1 million miles might be possible, but probably initially only in the longest range EVs (with big batteries).
According to Reuters, GM Executive Vice President Doug Parks said that an EV battery that will last one million miles (1.6 million km) is "almost there."
The 1 million mile quest is a battery (pack) that would last for 1 million miles of total mileage before the battery will end its life in a vehicle (usually determined by a significant capacity drop, beyond 20-30% of the original value). We also guess that after the first life in an EV, the battery will be still good for 2nd life in energy storage systems (lower energy density requirements), before recycling.
"General Motors Co is “almost there” on developing an electric vehicle battery that will last one million miles, a top executive said on Tuesday."
We know that Tesla is working on such a battery, but for sure, it's not the only company interested in extending the longevity of the pack.
The article does not explain when and what exactly we should expect from GM, but this new tech might be a next-generation solution, beyond the latest Ultium battery.
Let's try to figure out how many full cycles the battery would have to withstand, depending on range (capacity of the pack):
- 300 miles: 3,333 cycles
- 400 miles: 2,500 cycles
- 500 miles: 2,000 cycles
- 600 miles: 1,667 cycles
The real number would have to be significantly higher than that, because of the capacity/range fade with each cycle.
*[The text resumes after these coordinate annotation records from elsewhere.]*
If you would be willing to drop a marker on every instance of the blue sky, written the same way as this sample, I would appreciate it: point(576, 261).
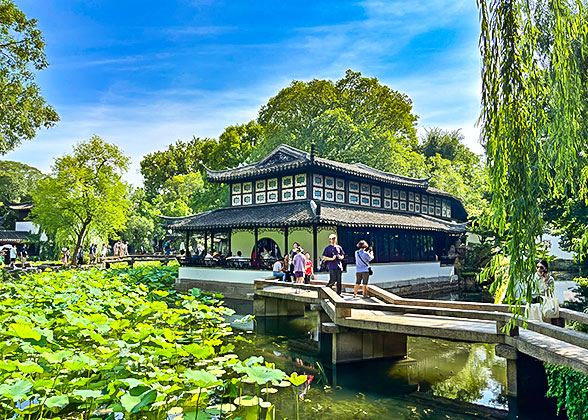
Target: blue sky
point(143, 74)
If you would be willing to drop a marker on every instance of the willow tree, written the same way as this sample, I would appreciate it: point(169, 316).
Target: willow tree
point(84, 193)
point(530, 120)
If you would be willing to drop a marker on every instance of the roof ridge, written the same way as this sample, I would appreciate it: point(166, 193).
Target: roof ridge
point(408, 178)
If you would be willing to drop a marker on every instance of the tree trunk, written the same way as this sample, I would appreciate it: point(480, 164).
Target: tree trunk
point(80, 240)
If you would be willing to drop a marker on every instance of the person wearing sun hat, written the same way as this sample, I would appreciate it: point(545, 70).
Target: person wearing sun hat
point(334, 254)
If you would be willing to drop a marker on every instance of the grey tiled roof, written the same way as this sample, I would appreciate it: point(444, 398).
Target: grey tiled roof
point(305, 213)
point(286, 157)
point(13, 236)
point(352, 216)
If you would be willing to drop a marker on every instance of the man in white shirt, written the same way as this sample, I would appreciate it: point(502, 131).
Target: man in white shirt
point(277, 270)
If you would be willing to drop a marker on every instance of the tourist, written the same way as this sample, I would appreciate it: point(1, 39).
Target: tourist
point(308, 271)
point(6, 255)
point(103, 252)
point(286, 269)
point(363, 256)
point(12, 255)
point(334, 254)
point(24, 253)
point(265, 254)
point(91, 253)
point(80, 255)
point(299, 266)
point(278, 270)
point(544, 282)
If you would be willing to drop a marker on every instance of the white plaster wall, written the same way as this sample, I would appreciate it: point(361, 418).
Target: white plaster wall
point(242, 241)
point(222, 274)
point(398, 272)
point(383, 273)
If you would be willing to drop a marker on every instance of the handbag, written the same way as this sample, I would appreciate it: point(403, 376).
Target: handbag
point(533, 312)
point(370, 271)
point(550, 306)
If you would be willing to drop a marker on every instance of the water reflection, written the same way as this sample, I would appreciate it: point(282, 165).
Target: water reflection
point(437, 369)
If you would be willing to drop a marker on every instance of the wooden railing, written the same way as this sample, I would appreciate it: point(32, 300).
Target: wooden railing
point(339, 309)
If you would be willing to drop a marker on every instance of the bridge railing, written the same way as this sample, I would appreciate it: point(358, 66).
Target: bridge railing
point(338, 309)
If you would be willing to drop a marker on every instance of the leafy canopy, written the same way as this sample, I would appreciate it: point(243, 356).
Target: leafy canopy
point(84, 193)
point(531, 120)
point(22, 108)
point(354, 116)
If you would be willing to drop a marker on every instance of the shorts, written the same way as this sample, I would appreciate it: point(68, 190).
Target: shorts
point(362, 278)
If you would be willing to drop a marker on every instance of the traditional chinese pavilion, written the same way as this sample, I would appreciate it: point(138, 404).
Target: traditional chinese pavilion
point(294, 196)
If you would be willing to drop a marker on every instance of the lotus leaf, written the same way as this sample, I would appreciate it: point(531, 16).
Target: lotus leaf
point(132, 382)
point(247, 401)
point(87, 393)
point(253, 360)
point(17, 391)
point(30, 367)
point(133, 404)
point(296, 379)
point(262, 374)
point(8, 365)
point(23, 331)
point(202, 378)
point(58, 401)
point(218, 408)
point(199, 351)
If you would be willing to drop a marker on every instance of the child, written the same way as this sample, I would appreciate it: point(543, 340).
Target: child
point(308, 271)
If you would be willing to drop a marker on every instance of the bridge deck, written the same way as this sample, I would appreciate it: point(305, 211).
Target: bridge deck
point(461, 321)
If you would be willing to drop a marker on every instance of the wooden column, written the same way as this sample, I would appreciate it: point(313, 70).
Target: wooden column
point(286, 249)
point(255, 247)
point(314, 249)
point(188, 243)
point(229, 241)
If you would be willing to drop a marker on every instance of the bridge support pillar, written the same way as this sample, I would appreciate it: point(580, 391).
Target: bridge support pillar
point(354, 345)
point(264, 306)
point(510, 354)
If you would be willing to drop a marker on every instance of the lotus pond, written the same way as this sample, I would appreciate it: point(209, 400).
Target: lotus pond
point(122, 344)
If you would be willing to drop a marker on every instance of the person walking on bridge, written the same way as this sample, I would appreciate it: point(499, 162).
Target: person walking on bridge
point(363, 256)
point(334, 254)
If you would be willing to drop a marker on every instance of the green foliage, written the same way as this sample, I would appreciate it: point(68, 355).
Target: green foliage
point(17, 180)
point(580, 303)
point(354, 116)
point(571, 390)
point(83, 194)
point(22, 110)
point(531, 121)
point(182, 158)
point(123, 340)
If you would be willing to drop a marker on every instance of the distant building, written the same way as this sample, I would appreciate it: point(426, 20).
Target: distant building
point(294, 196)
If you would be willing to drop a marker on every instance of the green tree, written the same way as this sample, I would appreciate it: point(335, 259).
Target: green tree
point(22, 108)
point(455, 168)
point(531, 119)
point(84, 193)
point(234, 147)
point(354, 116)
point(17, 180)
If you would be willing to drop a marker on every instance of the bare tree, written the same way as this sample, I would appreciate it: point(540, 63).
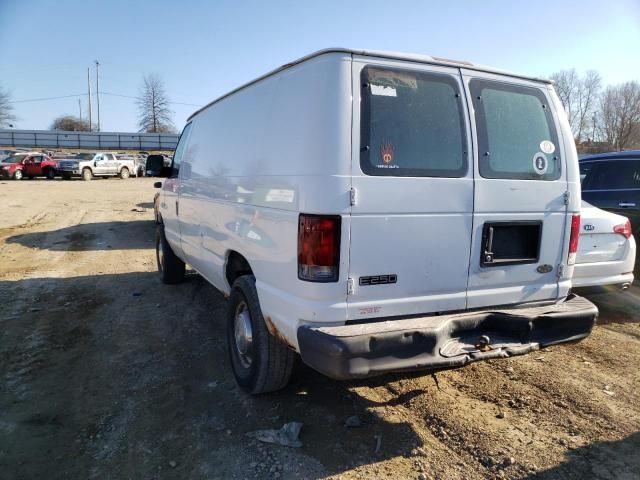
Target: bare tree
point(153, 105)
point(620, 114)
point(589, 93)
point(567, 86)
point(579, 97)
point(70, 123)
point(6, 109)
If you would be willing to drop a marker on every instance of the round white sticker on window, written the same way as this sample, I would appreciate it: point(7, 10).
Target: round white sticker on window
point(540, 163)
point(547, 147)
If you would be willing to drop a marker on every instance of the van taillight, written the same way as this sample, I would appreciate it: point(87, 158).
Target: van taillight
point(573, 239)
point(318, 248)
point(624, 229)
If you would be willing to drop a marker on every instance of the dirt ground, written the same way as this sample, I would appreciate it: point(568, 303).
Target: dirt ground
point(107, 373)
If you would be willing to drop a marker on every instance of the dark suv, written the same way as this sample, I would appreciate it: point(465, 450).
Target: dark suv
point(611, 181)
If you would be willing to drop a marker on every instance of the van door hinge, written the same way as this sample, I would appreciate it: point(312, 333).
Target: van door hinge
point(353, 196)
point(350, 286)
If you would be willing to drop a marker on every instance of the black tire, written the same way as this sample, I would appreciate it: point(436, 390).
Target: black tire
point(268, 362)
point(170, 267)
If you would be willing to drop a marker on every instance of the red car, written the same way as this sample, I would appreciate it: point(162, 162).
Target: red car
point(33, 164)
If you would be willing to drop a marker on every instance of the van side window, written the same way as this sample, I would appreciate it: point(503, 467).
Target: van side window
point(412, 124)
point(516, 133)
point(613, 175)
point(177, 156)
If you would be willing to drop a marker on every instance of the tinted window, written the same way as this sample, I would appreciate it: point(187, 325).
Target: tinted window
point(411, 124)
point(516, 133)
point(612, 175)
point(177, 156)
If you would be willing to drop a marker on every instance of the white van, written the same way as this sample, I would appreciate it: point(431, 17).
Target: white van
point(378, 212)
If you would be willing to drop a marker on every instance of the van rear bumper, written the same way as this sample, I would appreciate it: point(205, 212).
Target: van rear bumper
point(442, 342)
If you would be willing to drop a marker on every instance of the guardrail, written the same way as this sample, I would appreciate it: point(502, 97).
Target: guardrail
point(87, 140)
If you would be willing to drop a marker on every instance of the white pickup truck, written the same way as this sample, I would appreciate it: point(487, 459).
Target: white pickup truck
point(96, 164)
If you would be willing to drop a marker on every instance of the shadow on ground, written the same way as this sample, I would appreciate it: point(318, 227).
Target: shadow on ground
point(119, 373)
point(138, 234)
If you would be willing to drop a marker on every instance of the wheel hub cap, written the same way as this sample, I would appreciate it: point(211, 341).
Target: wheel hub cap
point(243, 334)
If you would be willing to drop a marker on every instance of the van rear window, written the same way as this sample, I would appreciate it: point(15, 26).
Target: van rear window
point(516, 133)
point(412, 124)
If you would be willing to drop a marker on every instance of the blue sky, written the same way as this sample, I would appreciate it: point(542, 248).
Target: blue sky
point(202, 49)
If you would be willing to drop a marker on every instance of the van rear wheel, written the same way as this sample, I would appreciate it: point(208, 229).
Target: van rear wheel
point(171, 268)
point(261, 363)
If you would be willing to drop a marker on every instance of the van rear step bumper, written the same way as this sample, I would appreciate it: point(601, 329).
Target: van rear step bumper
point(442, 342)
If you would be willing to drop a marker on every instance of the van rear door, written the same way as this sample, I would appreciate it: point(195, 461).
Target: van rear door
point(520, 213)
point(412, 198)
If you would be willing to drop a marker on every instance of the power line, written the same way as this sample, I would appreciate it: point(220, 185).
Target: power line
point(47, 98)
point(86, 94)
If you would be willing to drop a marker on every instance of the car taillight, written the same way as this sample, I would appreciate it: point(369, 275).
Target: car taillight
point(318, 248)
point(624, 229)
point(573, 239)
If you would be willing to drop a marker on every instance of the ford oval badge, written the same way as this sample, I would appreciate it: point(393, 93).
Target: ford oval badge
point(546, 268)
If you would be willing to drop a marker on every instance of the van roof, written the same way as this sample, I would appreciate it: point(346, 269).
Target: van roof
point(412, 57)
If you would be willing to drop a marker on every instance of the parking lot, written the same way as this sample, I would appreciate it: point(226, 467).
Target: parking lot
point(107, 373)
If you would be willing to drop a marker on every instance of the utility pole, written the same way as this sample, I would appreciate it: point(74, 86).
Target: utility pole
point(89, 88)
point(98, 93)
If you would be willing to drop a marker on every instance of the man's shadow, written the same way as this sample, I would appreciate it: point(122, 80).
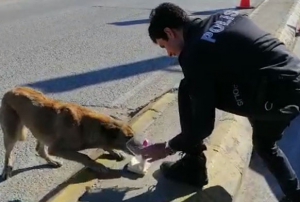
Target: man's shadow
point(290, 145)
point(163, 191)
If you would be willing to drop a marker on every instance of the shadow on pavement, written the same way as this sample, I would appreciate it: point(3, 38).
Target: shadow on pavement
point(290, 145)
point(163, 191)
point(71, 82)
point(89, 175)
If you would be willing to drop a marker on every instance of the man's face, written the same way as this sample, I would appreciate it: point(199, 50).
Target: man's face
point(174, 43)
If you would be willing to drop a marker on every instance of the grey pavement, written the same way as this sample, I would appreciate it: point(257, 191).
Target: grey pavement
point(93, 52)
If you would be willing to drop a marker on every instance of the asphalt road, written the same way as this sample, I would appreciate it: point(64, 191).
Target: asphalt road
point(93, 52)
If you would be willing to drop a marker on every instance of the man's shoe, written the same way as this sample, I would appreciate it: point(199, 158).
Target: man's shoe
point(190, 169)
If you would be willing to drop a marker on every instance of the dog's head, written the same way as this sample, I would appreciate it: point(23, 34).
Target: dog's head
point(118, 134)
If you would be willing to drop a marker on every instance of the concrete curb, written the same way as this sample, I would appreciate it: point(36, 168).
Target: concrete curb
point(229, 147)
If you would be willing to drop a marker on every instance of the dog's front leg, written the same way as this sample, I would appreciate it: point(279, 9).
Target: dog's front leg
point(78, 157)
point(118, 155)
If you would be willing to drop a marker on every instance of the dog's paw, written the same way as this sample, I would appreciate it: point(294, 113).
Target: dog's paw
point(119, 156)
point(55, 164)
point(7, 173)
point(99, 168)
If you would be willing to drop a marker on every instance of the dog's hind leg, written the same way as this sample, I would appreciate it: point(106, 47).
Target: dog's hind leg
point(13, 130)
point(77, 157)
point(9, 144)
point(41, 150)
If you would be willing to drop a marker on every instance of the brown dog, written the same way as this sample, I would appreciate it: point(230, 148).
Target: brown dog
point(64, 127)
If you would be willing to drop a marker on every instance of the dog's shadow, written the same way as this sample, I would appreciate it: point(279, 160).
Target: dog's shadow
point(91, 175)
point(163, 191)
point(21, 170)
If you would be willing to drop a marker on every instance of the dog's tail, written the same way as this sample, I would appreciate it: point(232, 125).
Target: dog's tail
point(10, 121)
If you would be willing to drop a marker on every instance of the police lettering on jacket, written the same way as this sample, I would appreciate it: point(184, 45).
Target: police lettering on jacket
point(224, 20)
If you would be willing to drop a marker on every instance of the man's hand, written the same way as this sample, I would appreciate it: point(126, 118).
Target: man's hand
point(156, 152)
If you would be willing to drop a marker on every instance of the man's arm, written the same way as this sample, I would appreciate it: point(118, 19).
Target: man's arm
point(201, 92)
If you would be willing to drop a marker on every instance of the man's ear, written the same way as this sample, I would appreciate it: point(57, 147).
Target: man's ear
point(170, 33)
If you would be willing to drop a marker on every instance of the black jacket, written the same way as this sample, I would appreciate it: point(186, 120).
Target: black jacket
point(231, 64)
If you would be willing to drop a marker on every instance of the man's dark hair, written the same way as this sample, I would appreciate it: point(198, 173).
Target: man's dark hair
point(166, 15)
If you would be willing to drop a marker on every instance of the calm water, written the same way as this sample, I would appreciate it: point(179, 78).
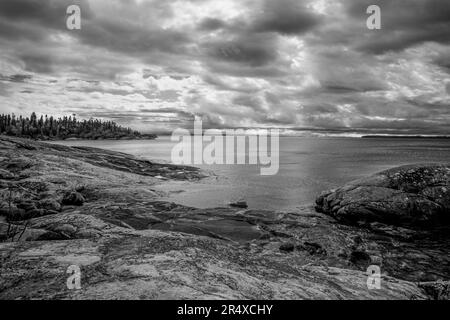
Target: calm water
point(307, 167)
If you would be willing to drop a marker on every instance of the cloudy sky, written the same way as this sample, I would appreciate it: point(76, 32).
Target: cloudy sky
point(301, 65)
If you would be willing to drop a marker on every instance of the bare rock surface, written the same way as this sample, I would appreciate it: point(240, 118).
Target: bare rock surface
point(131, 245)
point(413, 195)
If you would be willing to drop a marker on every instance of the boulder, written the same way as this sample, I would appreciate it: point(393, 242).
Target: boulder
point(73, 199)
point(287, 247)
point(6, 175)
point(413, 195)
point(50, 204)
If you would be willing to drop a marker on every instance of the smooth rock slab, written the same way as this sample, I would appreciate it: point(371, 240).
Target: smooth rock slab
point(413, 195)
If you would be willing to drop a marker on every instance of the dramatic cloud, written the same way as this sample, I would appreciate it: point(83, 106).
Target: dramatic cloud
point(295, 64)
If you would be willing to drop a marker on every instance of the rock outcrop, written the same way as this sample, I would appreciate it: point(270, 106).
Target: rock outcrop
point(131, 245)
point(413, 196)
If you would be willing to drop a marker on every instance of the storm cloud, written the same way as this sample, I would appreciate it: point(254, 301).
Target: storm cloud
point(293, 64)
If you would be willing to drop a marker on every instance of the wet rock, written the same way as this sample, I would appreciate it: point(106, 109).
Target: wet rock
point(35, 213)
point(50, 204)
point(26, 205)
point(239, 204)
point(415, 195)
point(73, 199)
point(437, 290)
point(6, 175)
point(287, 247)
point(18, 164)
point(66, 229)
point(360, 258)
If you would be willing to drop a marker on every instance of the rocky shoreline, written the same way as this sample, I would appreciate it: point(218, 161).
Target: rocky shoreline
point(99, 210)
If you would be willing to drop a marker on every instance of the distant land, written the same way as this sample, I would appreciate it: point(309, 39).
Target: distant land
point(50, 128)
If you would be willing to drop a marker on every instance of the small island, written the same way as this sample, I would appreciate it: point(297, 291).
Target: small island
point(50, 128)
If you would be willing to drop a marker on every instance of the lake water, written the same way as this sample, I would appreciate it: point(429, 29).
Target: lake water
point(307, 167)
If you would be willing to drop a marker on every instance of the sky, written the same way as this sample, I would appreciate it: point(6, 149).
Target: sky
point(303, 66)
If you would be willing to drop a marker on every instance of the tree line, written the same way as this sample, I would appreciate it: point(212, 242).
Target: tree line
point(48, 128)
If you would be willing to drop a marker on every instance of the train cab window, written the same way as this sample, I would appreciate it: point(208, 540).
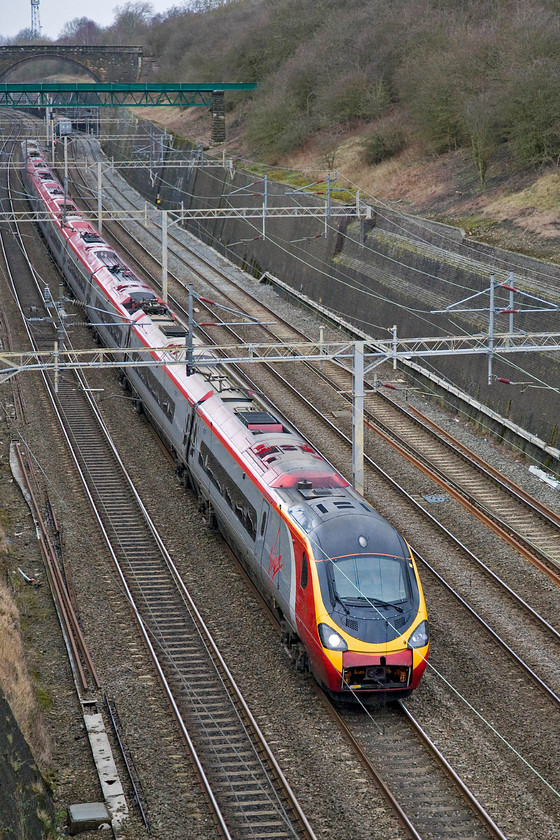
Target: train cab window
point(304, 570)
Moreover, considering that most of the charging cycles are just partial cycles, it would be thousands of individual charges (sometimes by just a few percent), maybe even over 10,000.
It's clear that the bigger the pack (like 200+ kWh) and the longer the range, the easier it is too achieve high total mileage.
By the way, to achieve such high mileage, EVs would have to be driven over many years, much longer than the average period of ownership.
Other research topics at GM are cobalt-free chemistry, solid-state batteries and ultra-fast charging.